Page MenuHomeSoftware Heritage

Vault: polish web-ui API
Closed, MigratedEdits Locked

Event Timeline

seirl created this task.
seirl triaged this task as Normal priority.Aug 3 2017, 6:58 PM

What is needed now is mainly to change the way formats are given in parameter (revision_gitfast/<hash> -> revision/<hash>/gitfast maybe?)

My current idea for the user-facing api is below. I have highlighted in bold the
things that require decisions or comments.

Object types and options

GET /1/vault/directory/<sha1:dir_id>/         (default format = tarball)
GET /1/vault/directory/<sha1:dir_id>/tarball

GET /1/vault/revision/<sha1:rev_id>/          (default format = ?)
GET /1/vault/revision/<sha1:rev_id>/gitfast
GET /1/vault/revision/<sha1:rev_id>/bare
GET /1/vault/revision/<sha1:rev_id>/gitfast?depth=1337

GET /1/vault/snapshot/<sha1:rev_id>/          (default format = ?)
GET /1/vault/snapshot/<sha1:rev_id>/gitfast
GET /1/vault/snapshot/<sha1:rev_id>/bare
GET /1/vault/snapshot/<sha1:rev_id>/bare?depth=42

Internally, the type and format dispatch to different cookers, so when
transmitting the request to the vault backend, we'd need a:

obj_type = '{}_{}'.format(object, format)

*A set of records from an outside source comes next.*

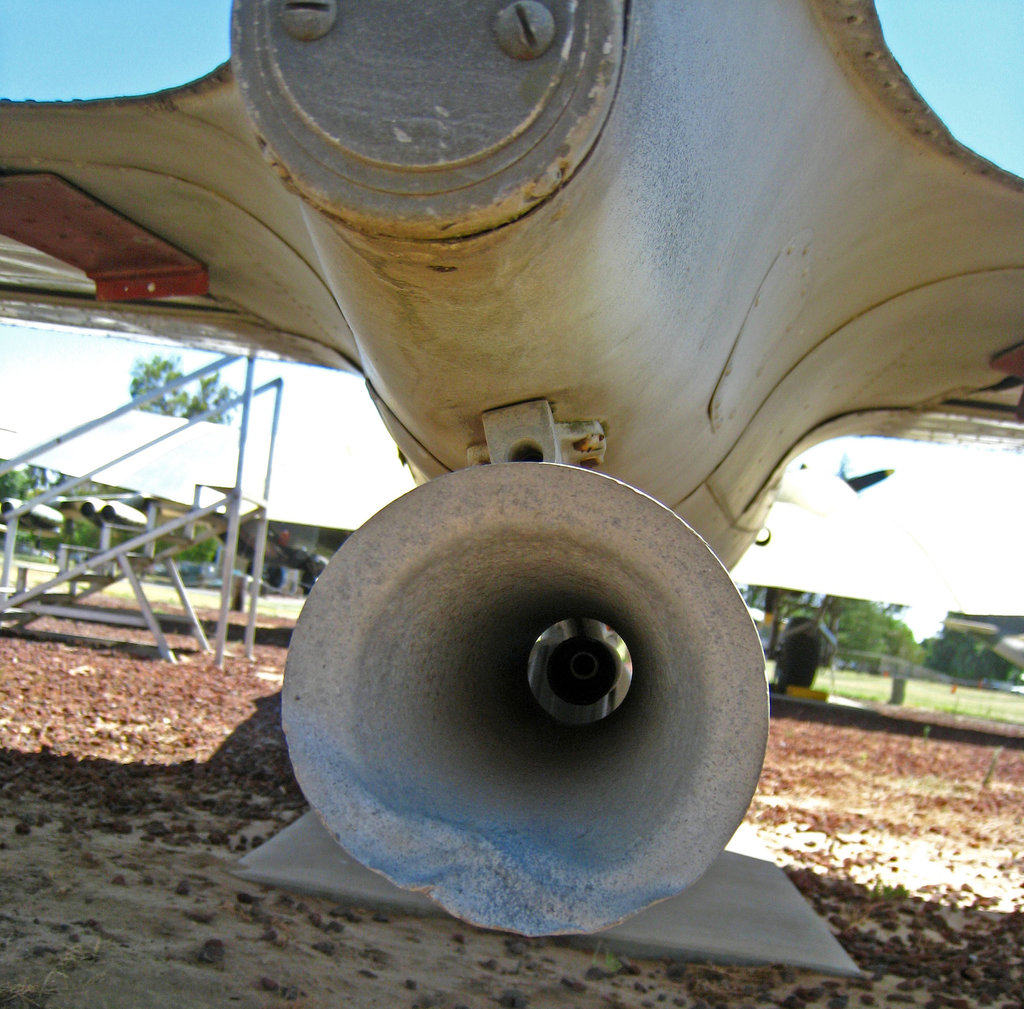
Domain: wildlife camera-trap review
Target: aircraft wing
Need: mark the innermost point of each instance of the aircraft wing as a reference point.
(679, 242)
(183, 167)
(726, 258)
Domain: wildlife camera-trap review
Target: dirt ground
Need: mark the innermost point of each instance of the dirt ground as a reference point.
(130, 786)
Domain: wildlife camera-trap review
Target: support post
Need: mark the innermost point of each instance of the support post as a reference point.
(143, 604)
(179, 587)
(233, 519)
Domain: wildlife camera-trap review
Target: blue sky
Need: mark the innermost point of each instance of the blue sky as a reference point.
(966, 57)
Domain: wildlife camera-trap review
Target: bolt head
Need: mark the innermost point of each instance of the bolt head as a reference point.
(524, 30)
(306, 20)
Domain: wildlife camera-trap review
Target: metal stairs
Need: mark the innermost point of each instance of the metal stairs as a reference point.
(69, 593)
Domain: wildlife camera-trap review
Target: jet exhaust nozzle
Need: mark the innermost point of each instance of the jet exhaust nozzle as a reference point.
(530, 691)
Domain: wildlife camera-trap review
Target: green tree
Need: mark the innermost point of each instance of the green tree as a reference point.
(152, 373)
(962, 656)
(876, 627)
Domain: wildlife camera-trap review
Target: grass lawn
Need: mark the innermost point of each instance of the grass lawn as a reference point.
(957, 700)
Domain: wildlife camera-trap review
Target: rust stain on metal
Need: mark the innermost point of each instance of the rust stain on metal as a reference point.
(125, 261)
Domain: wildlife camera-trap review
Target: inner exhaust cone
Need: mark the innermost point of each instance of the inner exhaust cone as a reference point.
(580, 671)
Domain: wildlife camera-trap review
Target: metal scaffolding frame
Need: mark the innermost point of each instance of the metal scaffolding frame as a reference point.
(138, 553)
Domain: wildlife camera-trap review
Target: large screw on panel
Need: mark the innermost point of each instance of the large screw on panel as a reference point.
(307, 20)
(524, 30)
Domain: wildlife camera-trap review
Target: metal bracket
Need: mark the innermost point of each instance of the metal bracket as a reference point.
(528, 432)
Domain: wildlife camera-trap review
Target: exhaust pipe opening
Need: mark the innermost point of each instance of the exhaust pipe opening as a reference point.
(580, 671)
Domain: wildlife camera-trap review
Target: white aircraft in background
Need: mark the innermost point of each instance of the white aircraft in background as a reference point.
(675, 244)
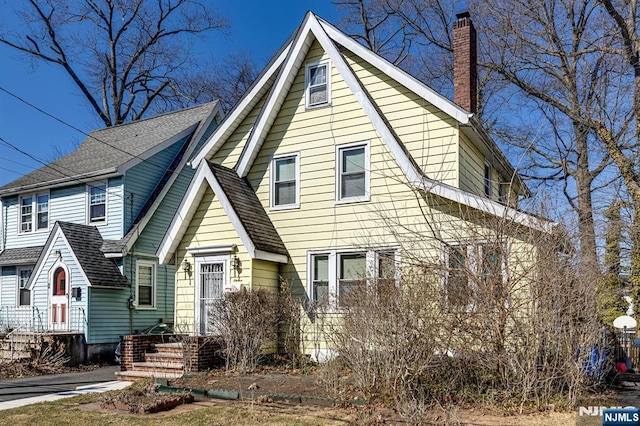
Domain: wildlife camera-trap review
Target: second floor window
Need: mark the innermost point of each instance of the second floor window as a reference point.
(24, 294)
(285, 181)
(97, 203)
(488, 181)
(475, 275)
(34, 212)
(146, 280)
(353, 172)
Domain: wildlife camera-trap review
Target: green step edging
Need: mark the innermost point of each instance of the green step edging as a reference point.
(235, 395)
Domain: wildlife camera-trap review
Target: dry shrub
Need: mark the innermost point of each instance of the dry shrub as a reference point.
(519, 341)
(247, 322)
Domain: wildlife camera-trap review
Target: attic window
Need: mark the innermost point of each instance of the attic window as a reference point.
(97, 203)
(488, 181)
(34, 212)
(318, 84)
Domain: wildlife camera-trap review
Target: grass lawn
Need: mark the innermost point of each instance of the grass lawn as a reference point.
(85, 410)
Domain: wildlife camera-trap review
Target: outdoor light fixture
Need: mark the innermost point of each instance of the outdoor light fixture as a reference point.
(187, 267)
(236, 266)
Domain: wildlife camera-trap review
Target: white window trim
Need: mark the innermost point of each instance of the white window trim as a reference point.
(272, 182)
(487, 182)
(18, 270)
(503, 191)
(34, 212)
(473, 257)
(334, 272)
(106, 203)
(154, 284)
(307, 83)
(367, 172)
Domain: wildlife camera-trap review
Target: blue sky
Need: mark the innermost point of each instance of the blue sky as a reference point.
(258, 27)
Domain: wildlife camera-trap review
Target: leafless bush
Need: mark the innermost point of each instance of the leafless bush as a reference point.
(49, 356)
(291, 329)
(487, 312)
(247, 323)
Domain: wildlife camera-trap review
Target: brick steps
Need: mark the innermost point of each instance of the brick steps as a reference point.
(157, 366)
(166, 363)
(134, 376)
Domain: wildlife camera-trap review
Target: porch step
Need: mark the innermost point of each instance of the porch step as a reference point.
(163, 357)
(135, 376)
(166, 348)
(158, 366)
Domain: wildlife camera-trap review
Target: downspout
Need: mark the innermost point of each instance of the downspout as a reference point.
(130, 253)
(3, 214)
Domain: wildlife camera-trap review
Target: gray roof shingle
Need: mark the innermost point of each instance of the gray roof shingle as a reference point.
(20, 256)
(86, 243)
(106, 149)
(246, 204)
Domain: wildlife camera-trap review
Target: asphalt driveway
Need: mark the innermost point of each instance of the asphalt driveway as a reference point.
(29, 387)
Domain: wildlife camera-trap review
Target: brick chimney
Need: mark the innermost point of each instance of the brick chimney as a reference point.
(465, 59)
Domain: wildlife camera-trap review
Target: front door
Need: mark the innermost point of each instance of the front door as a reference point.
(59, 301)
(212, 276)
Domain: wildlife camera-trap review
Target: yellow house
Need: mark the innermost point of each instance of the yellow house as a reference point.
(327, 170)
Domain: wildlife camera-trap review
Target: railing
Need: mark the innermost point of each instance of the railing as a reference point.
(28, 319)
(77, 320)
(21, 318)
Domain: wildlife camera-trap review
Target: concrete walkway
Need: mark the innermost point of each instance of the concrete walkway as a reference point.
(31, 390)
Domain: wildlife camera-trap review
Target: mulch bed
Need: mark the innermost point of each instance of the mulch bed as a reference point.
(287, 384)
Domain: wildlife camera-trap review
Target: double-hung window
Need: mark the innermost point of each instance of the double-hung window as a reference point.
(97, 202)
(145, 284)
(338, 277)
(318, 84)
(24, 294)
(502, 192)
(352, 174)
(285, 181)
(34, 212)
(475, 274)
(488, 180)
(352, 276)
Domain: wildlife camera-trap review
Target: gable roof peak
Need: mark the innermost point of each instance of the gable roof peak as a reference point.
(105, 151)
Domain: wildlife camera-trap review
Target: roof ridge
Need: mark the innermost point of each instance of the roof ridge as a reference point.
(153, 117)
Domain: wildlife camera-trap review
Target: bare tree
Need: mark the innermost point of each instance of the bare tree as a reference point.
(547, 53)
(125, 57)
(226, 81)
(619, 125)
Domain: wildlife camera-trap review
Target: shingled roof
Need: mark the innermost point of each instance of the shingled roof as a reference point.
(249, 210)
(105, 150)
(20, 256)
(86, 243)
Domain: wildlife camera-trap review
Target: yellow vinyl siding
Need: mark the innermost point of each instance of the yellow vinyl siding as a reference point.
(396, 216)
(264, 275)
(429, 135)
(229, 153)
(320, 223)
(209, 226)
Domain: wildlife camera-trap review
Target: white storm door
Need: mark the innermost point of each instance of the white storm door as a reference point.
(59, 301)
(213, 274)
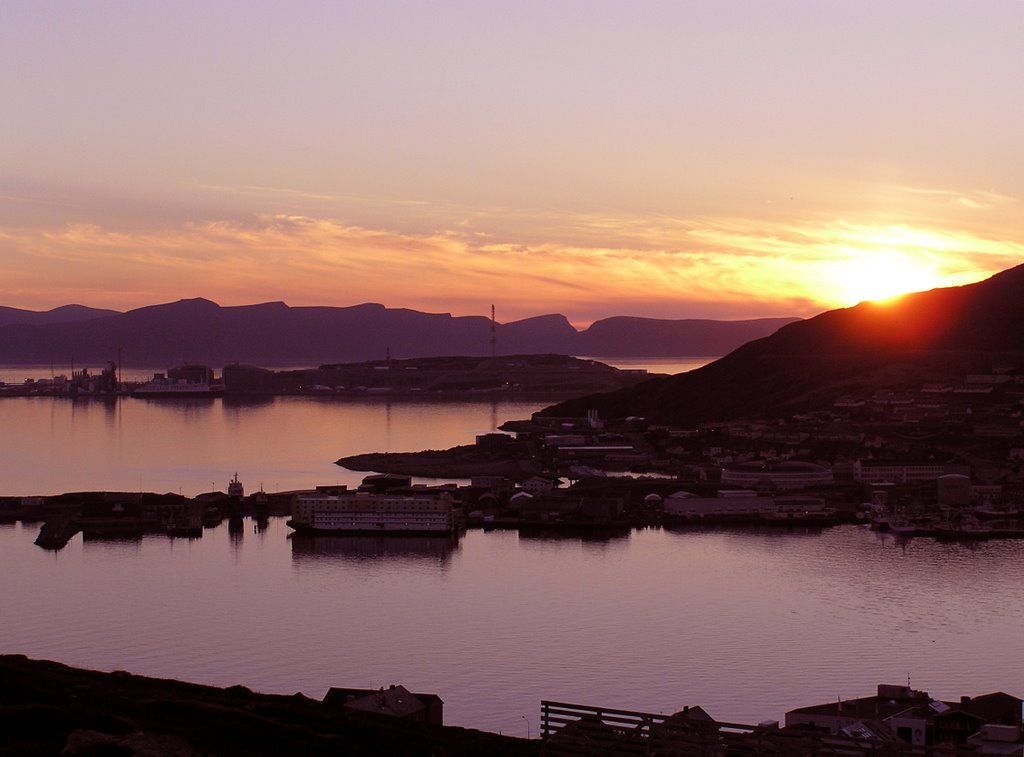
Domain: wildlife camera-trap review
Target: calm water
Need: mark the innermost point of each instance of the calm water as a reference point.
(745, 624)
(49, 446)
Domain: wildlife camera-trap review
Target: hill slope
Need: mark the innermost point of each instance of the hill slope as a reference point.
(943, 333)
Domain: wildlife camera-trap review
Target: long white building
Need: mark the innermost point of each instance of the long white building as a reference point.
(365, 511)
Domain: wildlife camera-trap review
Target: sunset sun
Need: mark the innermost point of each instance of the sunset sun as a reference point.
(880, 277)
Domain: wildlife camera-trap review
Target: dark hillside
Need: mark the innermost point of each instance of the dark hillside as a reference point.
(920, 337)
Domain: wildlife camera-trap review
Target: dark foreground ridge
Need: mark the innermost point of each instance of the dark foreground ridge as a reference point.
(51, 709)
(923, 337)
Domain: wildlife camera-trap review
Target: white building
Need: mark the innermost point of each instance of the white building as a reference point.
(365, 511)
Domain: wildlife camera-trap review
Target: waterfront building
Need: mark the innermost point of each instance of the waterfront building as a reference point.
(394, 701)
(787, 474)
(914, 717)
(886, 471)
(368, 511)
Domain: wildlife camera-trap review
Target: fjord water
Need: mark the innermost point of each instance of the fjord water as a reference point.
(747, 624)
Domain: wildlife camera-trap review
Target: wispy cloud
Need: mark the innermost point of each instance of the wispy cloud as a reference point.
(651, 265)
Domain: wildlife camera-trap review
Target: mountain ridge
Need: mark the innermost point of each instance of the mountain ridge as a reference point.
(274, 333)
(902, 343)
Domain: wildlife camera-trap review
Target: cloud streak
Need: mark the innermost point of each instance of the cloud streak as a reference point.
(654, 266)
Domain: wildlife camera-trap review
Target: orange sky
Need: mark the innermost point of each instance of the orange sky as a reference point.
(675, 160)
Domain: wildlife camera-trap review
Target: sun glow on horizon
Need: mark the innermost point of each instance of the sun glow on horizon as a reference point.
(882, 276)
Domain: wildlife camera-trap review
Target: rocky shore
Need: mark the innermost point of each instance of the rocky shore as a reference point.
(51, 709)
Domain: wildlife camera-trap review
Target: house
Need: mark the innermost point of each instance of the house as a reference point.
(394, 701)
(539, 485)
(913, 716)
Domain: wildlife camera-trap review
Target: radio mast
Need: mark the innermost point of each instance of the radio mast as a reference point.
(494, 334)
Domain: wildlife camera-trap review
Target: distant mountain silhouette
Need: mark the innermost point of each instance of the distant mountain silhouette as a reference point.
(273, 334)
(935, 335)
(62, 314)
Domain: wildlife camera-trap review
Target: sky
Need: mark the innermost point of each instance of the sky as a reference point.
(672, 160)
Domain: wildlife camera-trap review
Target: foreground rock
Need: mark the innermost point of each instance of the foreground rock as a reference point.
(51, 709)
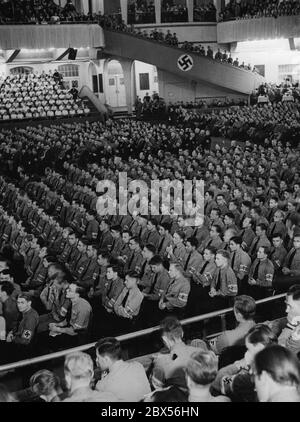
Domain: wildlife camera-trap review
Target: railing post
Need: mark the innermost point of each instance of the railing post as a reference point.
(190, 8)
(223, 322)
(124, 10)
(157, 11)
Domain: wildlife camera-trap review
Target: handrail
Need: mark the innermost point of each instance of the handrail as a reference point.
(177, 48)
(124, 337)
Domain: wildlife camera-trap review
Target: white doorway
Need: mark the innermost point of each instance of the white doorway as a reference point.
(115, 89)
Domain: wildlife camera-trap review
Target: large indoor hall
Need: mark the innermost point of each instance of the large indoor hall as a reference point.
(149, 203)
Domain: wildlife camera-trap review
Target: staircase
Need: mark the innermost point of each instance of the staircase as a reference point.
(93, 111)
(222, 76)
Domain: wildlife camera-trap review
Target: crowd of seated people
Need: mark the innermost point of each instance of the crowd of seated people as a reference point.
(152, 107)
(268, 92)
(38, 12)
(36, 96)
(262, 367)
(171, 39)
(261, 122)
(243, 9)
(206, 104)
(121, 269)
(205, 13)
(172, 12)
(141, 12)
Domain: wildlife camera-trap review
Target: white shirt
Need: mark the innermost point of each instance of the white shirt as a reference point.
(126, 380)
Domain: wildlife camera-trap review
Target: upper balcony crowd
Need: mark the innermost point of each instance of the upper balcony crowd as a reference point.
(143, 12)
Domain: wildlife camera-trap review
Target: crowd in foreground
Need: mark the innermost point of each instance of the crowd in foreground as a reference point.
(257, 366)
(90, 273)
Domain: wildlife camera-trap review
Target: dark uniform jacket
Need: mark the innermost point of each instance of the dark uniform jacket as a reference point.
(177, 293)
(265, 272)
(25, 331)
(228, 282)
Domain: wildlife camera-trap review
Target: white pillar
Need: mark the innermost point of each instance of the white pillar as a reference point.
(85, 6)
(124, 10)
(190, 8)
(101, 6)
(157, 4)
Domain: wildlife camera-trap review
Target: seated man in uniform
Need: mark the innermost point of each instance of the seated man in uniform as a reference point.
(158, 286)
(244, 309)
(261, 275)
(290, 335)
(71, 333)
(168, 368)
(126, 380)
(291, 268)
(79, 373)
(19, 340)
(128, 304)
(224, 284)
(175, 298)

Does that split on the user side/join on the backend side and the use of
default formats look consistent to you?

Getting progress vs requesting cooking

(note that the URLs are the same for progress and cooking, only the HTTP verb
changes. should we add /cook or is that fine?)

GET /1/vault/snapshot/<sha1:rev_id>/bare     -> {"status": null}
POST /1/vault/snapshot/<sha1:rev_id>/bare    -> {"status": "new"}

GET /1/vault/snapshot/<sha1:rev_id>/bare     -> {"status": "pending"}
...
GET /1/vault/snapshot/<sha1:rev_id>/bare     -> {"status": "pending"}
GET /1/vault/snapshot/<sha1:rev_id>/bare     -> {"status": "done"}

GET /1/vault/snapshot/<sha1:rev_id>/bare/raw -> <repo.tar.gz>

Email notification

Option 1 (request parameter):

POST /1/vault/snapshot/<sha1:rev_id>/bare?depth=1&email=test@test.com

Option 2 (request data):

curl -X POST -d 'email=test@test.com' \
    /1/vault/snapshot/<sha1:rev_id>/bare?depth=1

(I think both should be supported)

Getting progress of objects with options

This is rather long term, but if we allow shallow clones with like ?depth=1 or
other options, we will no longer be able to reference bundles only by (type,
id, format), to fetch them or to see their progress. There's two
possibilites here (not necessarily exclusive, we just need to choose what we
support
):

  • Add *all the params* to all subsequent requests (HTTP parameters can be tricky, so it can be hard to find a way to uniquely identify bundles that way, but we can probably normalize that).
POST /1/vault/snapshot/<sha1:rev_id>/bare?depth=42     -> cook
GET /1/vault/snapshot/<sha1:rev_id>/bare?depth=42      -> progress
GET /1/vault/snapshot/<sha1:rev_id>/bare/raw?depth=42  -> fetch

GET /1/vault/snapshot/<sha1:rev_id>/bare/raw?depth=41
   -> ERROR, wasn't cooked like that
  • The POST that requests a cooking returns an ID, we can use that as an identifier for subsequent requests:
POST /1/vault/snapshot/<sha1:rev_id>/bare?depth=42     -> cook
   -> {'id': 1337}

GET /1/vault/1337  -> progress
GET /1/vault/1337/raw  -> fetch

First of all thanks for this useful summary @seirl !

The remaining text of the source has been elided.